At a packed-to-overflowing session, called “Perishables: Flying is Fresh!”, some of the world’s top experts got together to provide a snapshot of the current market, debunk some myths about modal shift and to offer advice about how all supply chain stakeholders can cooperate to maximize value and agree on performance standards.
“Modal shift is a very sexy topic,” said Natasha Solano, global business development manager, perishables logistics for Kuehne + Nagel. “It’s so interesting that the press have taken the modal shift idea and blown it all out of proportion.” The shift between air, ocean, road and rail modes is not something new and has shifted many times over the years, “but it affects only certain commodities on certain lanes,” she said.

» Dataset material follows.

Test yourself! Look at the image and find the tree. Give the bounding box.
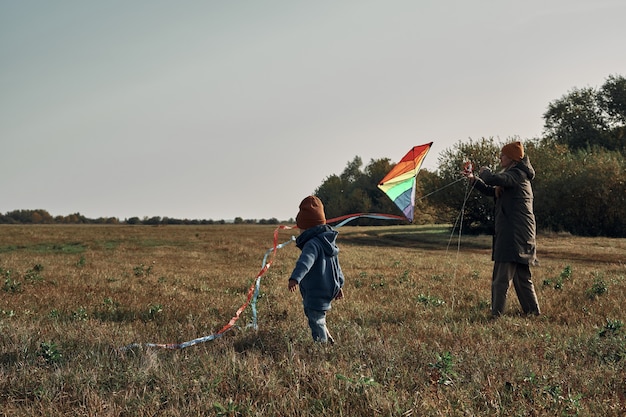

Some commodities, she said, will always move by air, such as certain kinds of fresh fish, flowers and berries at varying times of year. In general, demand for perishable airfreight will rise along with the rise of the middle class worldwide, which demands more fresh food. By 2050, Solano said, there will be 9 billion people on earth and demand for fresh food will be 60 percent more than it is today. “This is good news for both ocean- and airfreight.”
In his global update on emerging trends in the perishables market, Gerard de Wit, managing director of WorldACD, said that, based on the millions of air waybills WorldACD tracks each year, “perishables is where the growth is.”
De Wit’s analysis found a strong correlation between world income growth and consumption of highly perishable fresh foods, and that India and China will be the main force driving demand. “About 80 percent of perishable food today is imported by developed countries,” he said. “That is going to change dramatically,” as incomes in developing nations India and China continue to rise.
As for modal shift, commodities don’t move only from air to ocean, de Wit said. Some countries, such as Qatar, Singapore, Hong Kong, UAE and Saudi Arabia are seeing shift in the opposite direction, with more perishables shipped by air.
Frank Van Gelder, business manager for Adelantex NV, talked about the advantages of vertical integration to help reduce the huge amount of waste that occurs with perishables – sometimes as high as 50 percent for some commodities.
Recent economical optimizations in the food industry and increased customer expectations have driven logistics providers to modernize the perishables supply chain, he said. The answer, he said is to get participants in the supply chain to act more like a food company than a transportation company and focus on quality.
“Airlines today are ‘trying it fresh,’ not flying it fresh,” he said. “We don’t want to be Ostrich Airlines with our heads in the sand.”